VJ: When implementing a new ultrasensitive immunoassay, it helps to shorten the learning curve by seeking support and training from technology providers. We assist all our customers on both the front-end and back-end of their research projects. Scientists consult with our in-house specialists on the experimental design and planning phases to make the most of their samples while staying within budget. We talk through all the different options available before they begin experiments.

On the other end, in the post-experiment phase, we offer assistance with data interpretation, data analysis, bioinformatics, biostatistics, and even protocol troubleshooting if optimal results aren’t being observed.
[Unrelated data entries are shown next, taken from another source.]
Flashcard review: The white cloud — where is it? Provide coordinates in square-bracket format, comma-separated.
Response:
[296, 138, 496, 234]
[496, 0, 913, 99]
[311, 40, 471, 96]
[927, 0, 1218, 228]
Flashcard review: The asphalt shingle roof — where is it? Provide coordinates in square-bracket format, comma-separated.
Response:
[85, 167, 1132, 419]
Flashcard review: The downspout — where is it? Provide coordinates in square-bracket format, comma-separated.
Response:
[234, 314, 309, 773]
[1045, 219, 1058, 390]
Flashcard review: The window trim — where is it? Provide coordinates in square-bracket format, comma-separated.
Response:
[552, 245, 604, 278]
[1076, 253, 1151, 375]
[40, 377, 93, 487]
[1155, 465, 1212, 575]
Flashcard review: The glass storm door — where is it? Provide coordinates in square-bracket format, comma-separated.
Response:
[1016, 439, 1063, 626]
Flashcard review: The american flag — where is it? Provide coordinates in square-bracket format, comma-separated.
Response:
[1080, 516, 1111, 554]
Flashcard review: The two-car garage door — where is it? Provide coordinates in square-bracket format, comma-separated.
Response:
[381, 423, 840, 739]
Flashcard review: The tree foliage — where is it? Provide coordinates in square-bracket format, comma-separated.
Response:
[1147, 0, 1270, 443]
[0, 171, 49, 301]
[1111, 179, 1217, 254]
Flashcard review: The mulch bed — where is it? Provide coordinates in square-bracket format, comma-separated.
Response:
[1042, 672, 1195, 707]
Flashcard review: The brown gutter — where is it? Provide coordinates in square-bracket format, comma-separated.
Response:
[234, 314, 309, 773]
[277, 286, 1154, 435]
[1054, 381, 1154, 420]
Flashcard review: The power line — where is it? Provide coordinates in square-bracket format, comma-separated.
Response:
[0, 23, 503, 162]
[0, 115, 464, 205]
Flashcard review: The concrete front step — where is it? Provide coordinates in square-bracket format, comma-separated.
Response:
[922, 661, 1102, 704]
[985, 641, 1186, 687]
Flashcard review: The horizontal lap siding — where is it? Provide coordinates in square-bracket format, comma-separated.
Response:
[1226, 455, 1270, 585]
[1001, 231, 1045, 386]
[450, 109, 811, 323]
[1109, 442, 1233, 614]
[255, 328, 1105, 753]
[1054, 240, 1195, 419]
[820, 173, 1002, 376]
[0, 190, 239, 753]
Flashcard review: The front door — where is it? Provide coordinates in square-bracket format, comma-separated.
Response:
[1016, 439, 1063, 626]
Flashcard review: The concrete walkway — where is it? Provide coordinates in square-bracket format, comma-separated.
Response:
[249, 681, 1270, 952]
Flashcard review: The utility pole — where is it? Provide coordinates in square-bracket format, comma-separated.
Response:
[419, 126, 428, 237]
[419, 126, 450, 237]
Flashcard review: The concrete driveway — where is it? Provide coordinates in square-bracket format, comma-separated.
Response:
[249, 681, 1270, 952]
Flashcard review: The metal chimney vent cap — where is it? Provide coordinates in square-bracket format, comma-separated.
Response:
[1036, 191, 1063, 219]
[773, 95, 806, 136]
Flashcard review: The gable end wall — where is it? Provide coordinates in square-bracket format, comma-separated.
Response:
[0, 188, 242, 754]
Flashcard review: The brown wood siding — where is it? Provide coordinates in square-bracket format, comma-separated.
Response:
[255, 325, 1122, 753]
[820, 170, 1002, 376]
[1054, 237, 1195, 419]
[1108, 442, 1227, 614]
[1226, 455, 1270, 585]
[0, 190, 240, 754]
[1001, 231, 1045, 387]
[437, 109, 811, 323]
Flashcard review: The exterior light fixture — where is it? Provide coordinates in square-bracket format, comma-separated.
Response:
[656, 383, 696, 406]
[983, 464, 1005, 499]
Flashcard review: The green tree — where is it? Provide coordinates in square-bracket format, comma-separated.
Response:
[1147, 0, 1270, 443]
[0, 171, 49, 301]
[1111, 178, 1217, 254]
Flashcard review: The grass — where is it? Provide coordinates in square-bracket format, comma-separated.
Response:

Typically, we offer phone consultations, email, and live chat support, but on many occasions, we’ve also gone to research labs to provide in-person, hands-on support when necessary.

What’s next for ultrasensitive ELISA assays? Are there novel methods or unique protein assays being added in the future?

VJ: We are always on the hunt for superior, high-sensitivity platforms as well as better proteomic assays. Our focus is on precision sensitivity, ease of use, and high molecular content, and we’re continually trying to improve on all these aspects by adding more kits and services to our portfolio.